Quite right. Excluding the many cases where it isn’t true, the tallest building in any city is always a bank.

Happy now?

Yes, a “building” is a habitable structure. Specifically,

Anyway, all we’re discussing here are buildings so defined; there are no radio masts or observation towers (the Washington Monument was previously dealt with), since these are obviously not banks.

I’ve never heard it called a “building”. Usually people describe it as “the world’s tallest free-standing structure”, but not “building”.

I don’t think I’ve lived anyplace where the tallest building was a bank.

In Thailand, it’s Bangkok’s Baiyoke Tower II, which contains the Baiyoke Sky Hotel, the tallest hotel in Southeast Asia. The tower is the fourth-tallest all-hotel structure in the world.

It will soon be eclipsed by the Ocean 1 Tower in Pattaya, which will be the tallest all-residential building in the world.

Does “it’s a bank” mean that the building is owned by a bank or that a bank has bought the sign rights to the building?
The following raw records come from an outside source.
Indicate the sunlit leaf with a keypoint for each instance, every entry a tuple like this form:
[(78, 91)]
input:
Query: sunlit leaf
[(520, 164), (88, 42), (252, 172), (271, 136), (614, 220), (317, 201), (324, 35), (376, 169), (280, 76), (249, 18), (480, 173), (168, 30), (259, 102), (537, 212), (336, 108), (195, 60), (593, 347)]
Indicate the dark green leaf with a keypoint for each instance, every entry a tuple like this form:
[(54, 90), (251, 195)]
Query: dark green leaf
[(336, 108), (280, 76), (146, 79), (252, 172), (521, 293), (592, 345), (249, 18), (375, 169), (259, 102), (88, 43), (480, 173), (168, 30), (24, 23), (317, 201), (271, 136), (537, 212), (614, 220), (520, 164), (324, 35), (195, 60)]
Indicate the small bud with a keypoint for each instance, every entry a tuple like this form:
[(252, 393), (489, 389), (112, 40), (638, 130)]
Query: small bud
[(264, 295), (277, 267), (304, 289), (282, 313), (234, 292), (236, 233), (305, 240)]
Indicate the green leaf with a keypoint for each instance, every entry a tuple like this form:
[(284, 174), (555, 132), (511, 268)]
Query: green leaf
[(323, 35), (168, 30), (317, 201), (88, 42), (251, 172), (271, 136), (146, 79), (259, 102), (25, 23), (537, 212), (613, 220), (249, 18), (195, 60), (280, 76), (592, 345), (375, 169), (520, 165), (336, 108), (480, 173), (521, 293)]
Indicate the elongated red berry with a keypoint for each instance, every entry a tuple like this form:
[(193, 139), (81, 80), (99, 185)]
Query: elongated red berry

For example, the tallest building in Los Angeles is the U.S. Bank Tower, but they don’t own the building and it has many other tenants.

I work in the “X Bank Building” (not nearly the tallest in the city, only 33 stories) but we don’t actually occupy even half the floors.

The tallest building in Lincoln, Nebraska is the state capitol building, AKA the “penis on the plains”. It will always be the tallest because no buildings taller are allowed by law.

But just because a bank owns a building doesn’t mean it occupies all of the office space (or even any of it). Three of the six largest buildings here in Rochester carry the name of a bank, but I’d wager the banks aren’t even the largest tenant in any of them.

Most skyscrapers house dozens (or hundreds) of different companies. A 30 story building with a bank branch in the lobby and a couple of floors of offices doesn’t make the whole building a bank.